What kind of buyer are you going to be? We weigh up the options of becoming an owner-occupier or rent-vestor.
Transcript:
So, you’ve taken the first step towards home ownership… saving like a demon. And now that you’re winning the adulting game, what kind of buyer are you going to be? That’s the big decision that’ll affect all future decisions UNTIL THE END OF TIME… well, not really, but on the property buying side at least.
Stumped? Well, when you come to this fork in the road, there’s two paths to consider:
- Owner occupier –forget those future kids, just look for something that suits you right now…and get into the property market.
- Rent-vestor – sometimes you can’t afford to buy where you want to live, but being a landlord might be your in! Stay living in your suburb of choice (and keep eating at your favourite local brunch spot) while someone else is helping to pay your mortgage in an up and coming suburb (winning!).
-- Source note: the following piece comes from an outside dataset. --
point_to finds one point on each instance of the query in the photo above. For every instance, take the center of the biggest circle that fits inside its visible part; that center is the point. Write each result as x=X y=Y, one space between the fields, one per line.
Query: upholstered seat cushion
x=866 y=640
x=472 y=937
It is also worth remembering that interest rates generally vary between investor home loans and owner-occupier home loans.
Each option has pros and cons, of course. You need to think about loan types (yes, they’re different), the rules around government grants and stamp duty (which are different in each state), and the implications when tax time rolls around (nobody wants to be on the tax office’s bad side).
Before you get overwhelmed, there are specialists who can help with all your questions, so it’s probably best to draft in their help at this point. And when your plan’s sorted, you can just worry about saving that cashola.